Dr Seamus Montgomery

seamus montgomery web

Research Affiliate

I am a social anthropologist whose research interests span the frontiers between political identity, epistemic communities and supranational belonging and whose work has been primarily with and about EU civil servants. My doctoral thesis concerned itself with social constructions of Europeanness among policymakers in the European Commission in Brussels. Drawing on 18 months of ethnographic fieldwork among officials working in several different corners of the administration, I examined how they negotiate European identity and futurist images of an idealised Europe at a time when the European integration project is thrown into question by the ongoing crisis of liberal democracy and the future itself appears as an uncertain temporal category. My postdoctoral research aims to delve deeper in exploring the emotional affect of political identities within long-distance epistemic communities, attending to the range of affects, emotions and existential commitments that are elicited and mobilised during moment-to-moment evocations of political selfhood.

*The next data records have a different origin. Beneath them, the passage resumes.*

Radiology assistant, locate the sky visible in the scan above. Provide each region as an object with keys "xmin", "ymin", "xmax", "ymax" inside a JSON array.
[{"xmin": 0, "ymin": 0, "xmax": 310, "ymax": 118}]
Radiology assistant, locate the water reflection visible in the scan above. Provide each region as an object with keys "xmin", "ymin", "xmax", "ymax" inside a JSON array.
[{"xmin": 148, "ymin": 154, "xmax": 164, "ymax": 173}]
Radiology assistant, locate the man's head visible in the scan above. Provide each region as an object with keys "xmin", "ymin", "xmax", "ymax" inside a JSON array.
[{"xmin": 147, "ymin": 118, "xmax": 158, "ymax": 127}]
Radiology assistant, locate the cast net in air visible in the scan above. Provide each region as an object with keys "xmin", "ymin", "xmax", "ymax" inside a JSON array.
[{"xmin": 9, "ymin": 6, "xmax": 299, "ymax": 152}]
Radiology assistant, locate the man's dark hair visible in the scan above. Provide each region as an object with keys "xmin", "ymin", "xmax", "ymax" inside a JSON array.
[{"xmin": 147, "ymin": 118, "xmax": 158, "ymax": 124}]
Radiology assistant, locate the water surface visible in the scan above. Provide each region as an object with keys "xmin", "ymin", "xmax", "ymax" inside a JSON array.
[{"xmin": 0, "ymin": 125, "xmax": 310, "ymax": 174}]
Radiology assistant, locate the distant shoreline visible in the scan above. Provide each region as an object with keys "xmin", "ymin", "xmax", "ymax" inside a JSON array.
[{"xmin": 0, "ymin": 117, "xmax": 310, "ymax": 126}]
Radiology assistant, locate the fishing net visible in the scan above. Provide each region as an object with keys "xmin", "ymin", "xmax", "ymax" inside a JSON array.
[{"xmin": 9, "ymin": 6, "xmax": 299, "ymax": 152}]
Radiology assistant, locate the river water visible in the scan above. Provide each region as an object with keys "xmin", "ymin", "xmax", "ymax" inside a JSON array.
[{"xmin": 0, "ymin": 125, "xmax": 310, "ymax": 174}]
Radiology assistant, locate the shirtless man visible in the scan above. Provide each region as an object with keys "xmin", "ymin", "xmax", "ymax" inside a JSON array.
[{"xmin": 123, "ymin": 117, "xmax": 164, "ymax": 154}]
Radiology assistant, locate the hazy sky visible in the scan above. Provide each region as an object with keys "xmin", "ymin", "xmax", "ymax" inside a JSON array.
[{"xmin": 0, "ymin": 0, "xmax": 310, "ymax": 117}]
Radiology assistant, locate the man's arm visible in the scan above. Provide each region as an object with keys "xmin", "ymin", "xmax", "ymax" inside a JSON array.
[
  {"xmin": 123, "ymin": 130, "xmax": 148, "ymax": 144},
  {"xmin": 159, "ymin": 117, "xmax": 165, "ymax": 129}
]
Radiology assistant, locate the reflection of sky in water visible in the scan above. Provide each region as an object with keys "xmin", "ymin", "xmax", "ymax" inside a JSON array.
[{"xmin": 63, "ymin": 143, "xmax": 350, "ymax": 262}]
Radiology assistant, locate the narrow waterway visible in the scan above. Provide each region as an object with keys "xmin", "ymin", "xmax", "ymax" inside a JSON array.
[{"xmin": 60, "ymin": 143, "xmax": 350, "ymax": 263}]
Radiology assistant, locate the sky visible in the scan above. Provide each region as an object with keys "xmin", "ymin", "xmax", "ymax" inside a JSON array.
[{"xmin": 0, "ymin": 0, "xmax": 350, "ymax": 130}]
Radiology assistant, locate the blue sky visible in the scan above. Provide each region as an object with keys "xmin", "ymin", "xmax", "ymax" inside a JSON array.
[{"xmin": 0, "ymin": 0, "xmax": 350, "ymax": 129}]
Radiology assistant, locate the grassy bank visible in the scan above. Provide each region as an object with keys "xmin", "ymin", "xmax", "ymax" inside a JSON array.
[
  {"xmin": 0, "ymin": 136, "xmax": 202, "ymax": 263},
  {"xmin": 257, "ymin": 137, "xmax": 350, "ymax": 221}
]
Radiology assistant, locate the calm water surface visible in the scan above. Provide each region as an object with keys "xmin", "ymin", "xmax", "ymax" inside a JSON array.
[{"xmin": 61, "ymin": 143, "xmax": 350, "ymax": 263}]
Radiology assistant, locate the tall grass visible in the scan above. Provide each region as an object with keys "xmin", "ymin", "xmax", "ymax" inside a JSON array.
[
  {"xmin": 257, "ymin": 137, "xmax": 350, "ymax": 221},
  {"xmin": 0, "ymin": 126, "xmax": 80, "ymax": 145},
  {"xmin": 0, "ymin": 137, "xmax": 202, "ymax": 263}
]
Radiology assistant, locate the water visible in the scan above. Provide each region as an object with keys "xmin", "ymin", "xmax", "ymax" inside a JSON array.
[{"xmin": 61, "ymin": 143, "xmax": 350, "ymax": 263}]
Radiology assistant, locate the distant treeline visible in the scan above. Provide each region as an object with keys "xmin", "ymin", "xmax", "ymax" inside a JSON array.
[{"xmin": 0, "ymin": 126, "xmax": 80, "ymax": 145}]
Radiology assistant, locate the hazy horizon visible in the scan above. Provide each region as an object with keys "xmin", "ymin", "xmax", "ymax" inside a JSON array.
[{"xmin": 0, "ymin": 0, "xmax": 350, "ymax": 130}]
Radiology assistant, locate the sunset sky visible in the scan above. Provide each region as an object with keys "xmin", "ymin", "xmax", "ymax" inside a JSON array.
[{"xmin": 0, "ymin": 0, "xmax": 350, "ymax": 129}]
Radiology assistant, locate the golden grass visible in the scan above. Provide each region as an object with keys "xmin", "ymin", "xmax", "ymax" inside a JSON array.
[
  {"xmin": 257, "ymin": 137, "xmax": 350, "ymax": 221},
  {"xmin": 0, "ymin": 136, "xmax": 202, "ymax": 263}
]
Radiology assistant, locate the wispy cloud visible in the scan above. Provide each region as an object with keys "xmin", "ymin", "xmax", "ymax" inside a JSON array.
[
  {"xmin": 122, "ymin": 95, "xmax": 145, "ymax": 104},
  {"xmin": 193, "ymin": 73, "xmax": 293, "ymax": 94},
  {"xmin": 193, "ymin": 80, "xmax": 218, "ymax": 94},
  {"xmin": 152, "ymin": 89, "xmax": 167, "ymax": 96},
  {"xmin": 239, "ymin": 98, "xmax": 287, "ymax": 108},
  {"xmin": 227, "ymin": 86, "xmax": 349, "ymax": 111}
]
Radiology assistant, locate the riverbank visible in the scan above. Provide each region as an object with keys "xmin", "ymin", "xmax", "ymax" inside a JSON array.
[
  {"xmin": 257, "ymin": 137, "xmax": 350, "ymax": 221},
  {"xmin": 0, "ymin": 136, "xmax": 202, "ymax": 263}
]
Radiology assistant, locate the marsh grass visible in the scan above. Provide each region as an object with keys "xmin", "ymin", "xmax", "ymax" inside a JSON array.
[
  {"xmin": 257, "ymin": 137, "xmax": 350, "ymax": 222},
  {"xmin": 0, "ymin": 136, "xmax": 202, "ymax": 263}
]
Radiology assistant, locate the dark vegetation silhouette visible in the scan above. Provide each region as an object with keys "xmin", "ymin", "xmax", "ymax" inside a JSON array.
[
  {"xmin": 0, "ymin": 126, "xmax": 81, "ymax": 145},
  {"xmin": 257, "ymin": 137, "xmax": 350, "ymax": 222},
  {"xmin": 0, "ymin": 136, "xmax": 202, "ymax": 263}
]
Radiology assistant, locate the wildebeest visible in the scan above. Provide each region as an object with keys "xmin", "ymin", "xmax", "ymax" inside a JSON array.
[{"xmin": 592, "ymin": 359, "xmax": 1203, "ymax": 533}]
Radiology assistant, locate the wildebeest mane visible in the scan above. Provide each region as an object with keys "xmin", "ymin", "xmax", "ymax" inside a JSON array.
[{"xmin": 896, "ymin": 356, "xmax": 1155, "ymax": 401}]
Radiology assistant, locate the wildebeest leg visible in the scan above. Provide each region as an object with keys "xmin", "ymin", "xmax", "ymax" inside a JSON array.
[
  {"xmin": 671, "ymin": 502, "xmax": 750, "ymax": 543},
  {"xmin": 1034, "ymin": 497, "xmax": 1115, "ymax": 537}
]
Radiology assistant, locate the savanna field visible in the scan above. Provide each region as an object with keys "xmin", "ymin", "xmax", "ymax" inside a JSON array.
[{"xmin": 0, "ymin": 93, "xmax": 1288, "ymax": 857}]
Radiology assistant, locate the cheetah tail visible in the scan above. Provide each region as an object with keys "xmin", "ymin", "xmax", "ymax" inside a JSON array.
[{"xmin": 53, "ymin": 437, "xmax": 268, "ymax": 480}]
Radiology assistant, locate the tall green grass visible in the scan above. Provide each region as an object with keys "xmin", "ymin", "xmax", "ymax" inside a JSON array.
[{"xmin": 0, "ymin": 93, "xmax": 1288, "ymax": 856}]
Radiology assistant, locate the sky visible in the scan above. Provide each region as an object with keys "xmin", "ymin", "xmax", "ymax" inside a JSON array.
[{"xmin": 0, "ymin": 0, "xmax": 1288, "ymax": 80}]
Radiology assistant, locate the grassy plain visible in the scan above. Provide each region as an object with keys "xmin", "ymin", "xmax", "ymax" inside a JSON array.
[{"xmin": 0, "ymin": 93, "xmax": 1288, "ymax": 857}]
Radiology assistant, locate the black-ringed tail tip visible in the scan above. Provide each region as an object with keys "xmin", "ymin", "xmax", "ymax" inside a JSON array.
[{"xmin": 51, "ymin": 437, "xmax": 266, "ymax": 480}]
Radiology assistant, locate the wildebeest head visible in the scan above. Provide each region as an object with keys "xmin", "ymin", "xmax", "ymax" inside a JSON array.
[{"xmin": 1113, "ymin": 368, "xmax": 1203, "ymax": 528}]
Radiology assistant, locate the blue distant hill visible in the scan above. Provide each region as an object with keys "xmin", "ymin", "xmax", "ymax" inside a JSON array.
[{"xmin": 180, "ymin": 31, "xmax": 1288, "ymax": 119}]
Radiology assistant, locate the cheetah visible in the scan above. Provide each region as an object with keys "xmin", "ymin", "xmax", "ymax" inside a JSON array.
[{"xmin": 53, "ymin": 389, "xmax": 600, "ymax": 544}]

Current teaching engagements involve running courses on cultural representations, beliefs and practices and ethnographic methods at St Peter’s College and SAME. Since 2015, I have collaborated with early career researchers across Europe on publishing policy-focused research papers for the Foundation for European Progressive Studies. I received my MA in Social Sciences from the University of Chicago and my BA in English, Anthropology and Comparative History of Ideas from the University of Washington. Broader areas of interest include: identity and modernity; anthropological engagements with the future; Europeanization and elite bureaucratic cultures; emotional labour and moral agency; the history and consumption of modern popular culture.